Combating HTLV-1 infections with Taxus baccata phytoconstituents: Molecular mechanisms potential anti-ATLL agents

Abstract

Taxus baccata is recognized as a traditional herb with antiviral and anticancer properties, making it a valuable candidate for anti-proliferative and antiviral agents, particularly in the absence of a cure for HTLV-1 infection and related diseases. The alkaloid extract of Taxus baccata was evaluated for its impact on HTLV-1-MT2 cell proliferation and HTLV-1 protease activity, presenting a promising avenue for therapeutic applications akin to HIV-PR inhibitors. Given the pressing need for effective treatments for HTLV-1-associated conditions, our study delved into the alkaloid extract's effects through immunofluorescence assays on HTLV-1 protease both in vitro and in silico. Confirmation of Taxus baccata extraction was achieved through immunofluorescence, infrared spectroscopy (IR), gas chromatography-mass spectrometry (GC-MS), and high-performance liquid chromatography (HPLC) analysis, with paclitaxel serving as a control.
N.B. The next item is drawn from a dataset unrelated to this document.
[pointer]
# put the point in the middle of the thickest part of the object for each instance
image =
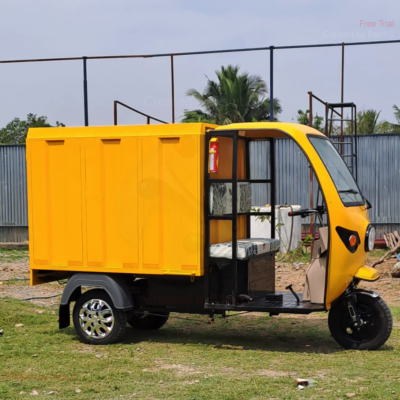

Furthermore, the anticancer properties of the alcoholic and alkaloid extracts were explored through in vitro assays using various cell lines, including HTLV-1-MT2, A549, HT29, and MCF7, alongside flow cytometry assessments. Notably, treatment with the alkaloid extract significantly impacted the survival of HTLV-1-MT2 cells (-2.44±0.012), alcoholic extract (11.17$\pm 0.13$) and paclitaxel (0.00$\pm 0.18$) were evaluated. GC-MS analysis identified Dimethyl malate, Lichexanthone, and Glycinexylidide as bioactive compounds within the plant, with investigations into their molecular interactions with HTLV-1 protease conducted. Molecular dynamics studies revealed key interaction sites between the compounds and HTLV-1 protease (PDB ID:4YDF), particularly highlighting the binding sequence of the dimethyl malate ligand within the protease A chain (Ala59). Collectively, the alkaloid compounds from Taxus baccata exhibit potential inhibitory effects on HTLV-1 oncovirus proliferation and transmission.